Maev Kennedy 

Harker family visit great-grandfather’s threatened scene-painting studio

Actor Susannah Harker and relatives bid farewell to Joseph Harker’s 1905 London studio which may be turned into flats
  
  

From left: Caroline Harker, Susannah Harker, half-sister, Nelly, and niece, Cecilia Calf (blue jumper), at the studio with Sadeysa Greenaway-Bailey at work painting scenery.
Susannah Harker (second from left) with her sister Caroline (left), her half-sister, Nelly (white jumper), and niece, Cecilia Calf, at the studio with Sadeysa Greenaway-Bailey at work painting scenery. Photograph: Martin Godwin/The Guardian

The actor Susannah Harker and a chorus line of her theatrical relatives have made a pilgrimage to an industrial building in south London to bid farewell to a surviving part of their family history – the scenery painting studio built by their great-grandfather Joseph Harker in 1905.

One of the most celebrated craftsmen of his day, Harker’s work filled some of the grandest stages of late Victorian and Edwardian London. His studio is under threat after Southwark council recently granted planning permission to convert the building into flats.

Susannah and family arrived to find to that there was still a stage designer at work on the giant frames built by Harker, which allowed him to create 40ft canvas backdrops for theatres including Drury Lane, Covent Garden, and the Lyceum where he worked for years with the famous actor-manager Henry Irving.

Sadeysa Greenaway-Bailey was working on huge banners for One Love, a musical by Kwame Kwei-Armah about Bob Marley, which opens in March at the Birmingham Rep. “This is a wonderful place to work, fantastic space, fantastic light,” she said, waving a paintbrush at the north-light roof high above her head. “I don’t know of anything like it anywhere, certainly not in London, where studio space of any kind is just vanishing every day.”

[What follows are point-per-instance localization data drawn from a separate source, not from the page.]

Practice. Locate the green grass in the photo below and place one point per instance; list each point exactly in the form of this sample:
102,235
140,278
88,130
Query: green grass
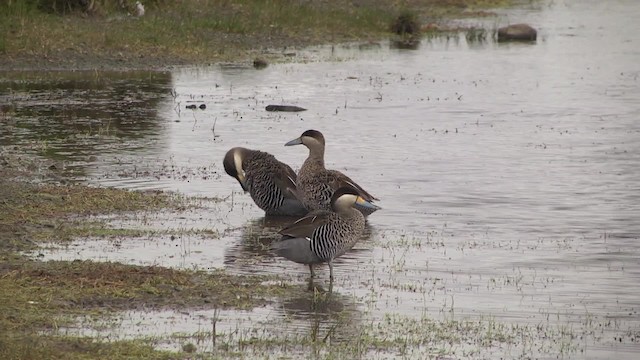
200,31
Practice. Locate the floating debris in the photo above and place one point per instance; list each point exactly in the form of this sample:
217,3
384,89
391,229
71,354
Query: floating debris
287,108
260,63
517,32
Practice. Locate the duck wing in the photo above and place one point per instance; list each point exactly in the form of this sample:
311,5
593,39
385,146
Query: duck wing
338,180
286,182
304,227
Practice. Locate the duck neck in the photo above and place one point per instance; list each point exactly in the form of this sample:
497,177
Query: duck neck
316,156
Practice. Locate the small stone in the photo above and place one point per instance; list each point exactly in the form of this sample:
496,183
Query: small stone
517,32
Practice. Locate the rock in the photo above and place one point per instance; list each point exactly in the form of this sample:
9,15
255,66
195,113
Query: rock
260,63
288,108
517,32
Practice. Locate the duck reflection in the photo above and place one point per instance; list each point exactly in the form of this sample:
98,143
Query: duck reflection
326,317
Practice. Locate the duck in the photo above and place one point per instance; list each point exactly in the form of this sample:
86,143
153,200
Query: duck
270,182
316,184
324,235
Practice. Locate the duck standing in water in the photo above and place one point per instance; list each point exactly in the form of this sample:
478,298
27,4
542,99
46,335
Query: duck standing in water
316,184
271,183
323,235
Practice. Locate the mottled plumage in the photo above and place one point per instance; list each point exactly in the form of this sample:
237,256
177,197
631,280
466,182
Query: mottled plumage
316,184
271,183
323,235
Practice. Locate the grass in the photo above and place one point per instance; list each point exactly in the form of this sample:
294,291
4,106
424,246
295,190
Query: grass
39,297
200,31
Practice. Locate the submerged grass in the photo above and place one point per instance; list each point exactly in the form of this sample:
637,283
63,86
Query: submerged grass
198,31
37,297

Grit Eckert, who has been researching the history of scenery painting, thinks Harker’s frames, imposing in their day when a Pathé silent film was made showing him at work, and in continuous use for more than a century, are almost certainly now the largest surviving anywhere in the UK.

The Harker family’s connection with the stage stretches back at least into the 18th century, and in this generation Susannah, best known as Jane Bennet in the 1995 television adaptation Pride and Prejudice and Mattie in the original version of House of Cards, her mother Polly Adams, and sisters Caroline and Nelly are all well known actors, and there are actors, writers and stage designers learning their craft in the next generation.

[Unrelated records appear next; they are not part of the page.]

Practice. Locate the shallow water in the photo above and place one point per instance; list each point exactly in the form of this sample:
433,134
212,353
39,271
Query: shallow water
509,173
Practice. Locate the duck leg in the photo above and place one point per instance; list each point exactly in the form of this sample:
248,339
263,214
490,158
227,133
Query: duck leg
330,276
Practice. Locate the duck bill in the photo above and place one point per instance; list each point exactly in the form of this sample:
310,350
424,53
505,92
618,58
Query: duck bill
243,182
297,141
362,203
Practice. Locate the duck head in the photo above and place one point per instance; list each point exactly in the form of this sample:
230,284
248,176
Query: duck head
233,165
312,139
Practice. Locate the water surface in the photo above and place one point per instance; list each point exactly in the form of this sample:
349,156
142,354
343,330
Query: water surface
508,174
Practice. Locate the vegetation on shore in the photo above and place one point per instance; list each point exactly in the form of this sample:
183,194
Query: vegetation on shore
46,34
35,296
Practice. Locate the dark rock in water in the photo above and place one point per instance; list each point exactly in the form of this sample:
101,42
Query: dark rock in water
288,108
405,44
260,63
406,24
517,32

But their link with the Grade II-listed redbrick building, in a narrow street off the traffic-choked Walworth Road, is immortalised in a scruffy cupboard in a corner of the studio, whose door covered in scribbled names and numbers marks its former use as a phone box. Part of the brick wall has been carefully framed to preserve the date 27 May 1905 and the column of signatures including Harker’s own, and several of his relatives who followed him into the trade.

“Whatever happens to the building, that has to be saved,” Susannah Harker said. “It should be in a museum, but if nobody else wants it the family will get it out somehow and we’ll keep it.”

Joseph Harker was born in 1855, when his parents, William and Maria O’Connor – from an Irish theatre family – were working at the Theatre Royal in Manchester. He played child parts including Fleance in Macbeth, before being apprenticed to his uncle’s trade of scenery painting. His work included the complete scenery for Wagner’s Parsifal at Covent Garden, and for the musical Chu Chin Chow which ran for a record-breaking five years in the West End from 1916.

His work for Irving at the Lyceum brought him a surprising place in literary history: he befriended Irving’s business manager, Bram Stoker, who borrowed his name for a key character in Dracula: young Jonathan Harker.

Harker’s studios were taken over in the 1980s by Flints, a famous theatrical chandlers, which still sells a paint colour called Harker Red. Their warehouse has already moved to Deptford, and the main business will also have to move if the conversion into apartments goes ahead, in an area where the skyline is spiked with developers’ cranes.

“It’s so sad if this goes,” Susannah Harker said. “This has been a real working place, and part of our family history, for so long. It feels as if nothing real happens in London any longer, just more and more apartments for rich people.”